The UK’s main deficit is in productivity

You wouldn’t think that too much economic growth would be a problem for the Chancellor. But according to FT replication of official models used by the OBR earlier this week, it may well be. Essentially, we are already starting to exhaust the gains from economic recovery. We are using up spare capacity and unemployment is coming down, leaving little room to grow more in the absence of a substantial uptick in productivity.

This is a problem because it means that much less of the Government’s deficit can be expected to evaporate through growth in the economy and tax revenues.  In fact, we’re already on back on trend, and the trend isn’t looking so great.  Hence headlines last week about George Osborne’s £20 billion black hole in the finances as we head into Budget week, with speculation as to how the OBR would deliver the news on George Osborne’s ability to meet his fiscal targets in five years’ time.

We shouldn’t get too carried away by this. The OBR models are pretty uncertain anyway. Firstly, there is a huge range in estimates by other forecasters of the “output gap”, which measures the amount of spare capacity in the economy, and which underlies this calculation. The OBR’s last estimate of the output gap in 2013 came out as 2.3%; other forecasters estimated that in fact the output gap was over double this, others estimated it was less than half. The difference is enough to put the estimate of the cuts George Osborne needs to make out by tens of billions.
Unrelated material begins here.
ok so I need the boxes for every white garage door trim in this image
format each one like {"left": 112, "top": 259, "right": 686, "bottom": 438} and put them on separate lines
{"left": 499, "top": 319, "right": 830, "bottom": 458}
Secondly, the OBR themselves don’t tend to take the results of their models at face value; in their last report, they estimated the output gap to be larger than the numbers indicated by their two models. Finally, there is a fair bit of overshooting on deficit reduction already implicit in the plans, so at least some of the hole – if there is one – could be absorbed. But whilst the public spending estimates that the models come out with are uncertain, the change that the calculations are picking up – a narrowing in our capacity to grow further – is likely to be reflecting something very real about our underlying levels of productivity. It also confirms statistics from elsewhere that all point towards the UK having a productivity problem. Of the G7 countries, only Japan has lower output per worker than the UK.

This is the most worrying aspect about the FT calculations. Taken with other evidence, the potential for our prosperity to increase in the future is looking uncertain. Productivity needs to become the priority for the Chancellor. This is not a debate about sensible management of public finances versus more spending. As the SMF pointed out in the run-up to the Autumn Statement, the OBR’s other main report – the Fiscal Sustainability Report – shows that even on current deficit reduction plans public sector net debt will start to creep up again by 2030, driven by an ageing population. The size of the increase is one that will dwarf what we have seen so far. One factor that can change this is a significant uplift in productivity. Focusing on productivity is sensible management of public finances.

On one of the FT’s calculations, output is already 1 per cent above its sustainable level, i.e. we’re above the level of output that is sustainable in the long-term. Translation: we’re in a boom already. But if this is what a boom feels like, we don’t have much to look forward to.